Why is that interesting? Because it’s yet another example of the SEC taking a broad view of corporate values, climate change, and organizations holding themselves accountable to what they promise publicly.
The shareholder proposal was filed earlier this year by As You Sow, a shareholder activism group that pushes for (among other things) more attention to climate change. The proposal asks Amazon to prepare a report assessing how much its retirement plan options for employees match up to Amazon’s stated goals to reduce carbon emissions and embrace a greener future in its own operations.
Surprising nobody, Amazon asked the SEC for permission to exclude As You Sow’s proposal from the proxy statement. Last Friday the SEC’s Division of Corporation Finance said no; the substance of the question “transcends ordinary business matters” and therefore can be included. Amazon’s 2022 proxy was posted today, and the annual shareholder meeting happens on May 25.
Amazon’s lawyers offered all manner of reasons not to include the proposal, mostly arguing that current labor laws and Amazon’s fiduciary duties as retirement plan sponsor don’t allow the company to consider climate risks when deciding which investments might go into employee retirement plans. One particular passage jumped out me:
The Proposal seeks to suggest that the investment alternatives available under the Plan implicate a significant social policy issue that should be considered by the company’s shareholders by invoking “misalignment [with] the Company’s sustainability goals” or “cognitive dissonance and reputational risk.”
Well, yes. That’s precisely what As You Sow is trying to do. It even said as much in a press release celebrating its victory:
The brand damage of having [Amazon] say one thing and do another is important to measure and understand. We are pleased to see the fleet of 100,000 electric delivery vehicles, but it causes cognitive dissonance when at the same time the company has $621 million in oil, coal, and fossil-fired utilities and $48 million invested in deforestation-risk agribusiness.
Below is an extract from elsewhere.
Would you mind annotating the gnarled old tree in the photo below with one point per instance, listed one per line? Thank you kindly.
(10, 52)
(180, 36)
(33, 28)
Keep in mind, this shareholder resolution doesn’t say Amazon cannot make such investments in its retirement plan; it only directs the board to prepare a report assessing how much its current retirement plans do or don’t align with the company’s climate goals.
One Corporate Vision on Climate
Back to the SEC and its proposal for more disclosure of climate risk. One requirement within that proposal is for companies to disclose how you plan to achieve any net-zero or low-carbon goals you’ve declared. That includes a description of the transition plan, plus relevant metrics and targets used to identify and manage transition risks.
One can see how As You Sow’s resolution fits within that objective. How can a company declare its commitment to a net-zero future in one breath, while ignoring that commitment in its retirement investments in the next?
I appreciate that ERISA law (and the fiduciary duties therein) is a complicated field, but I don’t think that matters to most rank-and-file employees. Most people support the notion of trying to save the planet from climate disaster. They like to see their companies take action in support of that goal. Likewise, they don’t like to see their companies simultaneously take other actions that contradict the goal — such as putting their retirement savings into fossil fuel and deforestation investments. At the least, they want the company to explain how those two conflicting visions might reconcile, which is what As You Sow’s resolution asks Amazon to do.
We’ve also already seen the SEC issue comment letters to numerous companies, asking those businesses to explain how the statements they make in corporate sustainability reports square with climate risk disclosures included in the 10-K. The goal there seems rather clear: the SEC wants companies to be thoughtful and consistent in what they communicate to the public (consumers, investors, and anyone else) about climate change.
This decision favoring As You Sow is in a similar vein. Yes, it’s more about Amazon’s commitment to the stated priority of fighting climate change, while the comment letters are about specific data and risk disclosures — but a single principle is at work in both instances. The SEC wants companies to explain how their approach to climate change is consistent, across all the ways they engage with shareholders on the issue.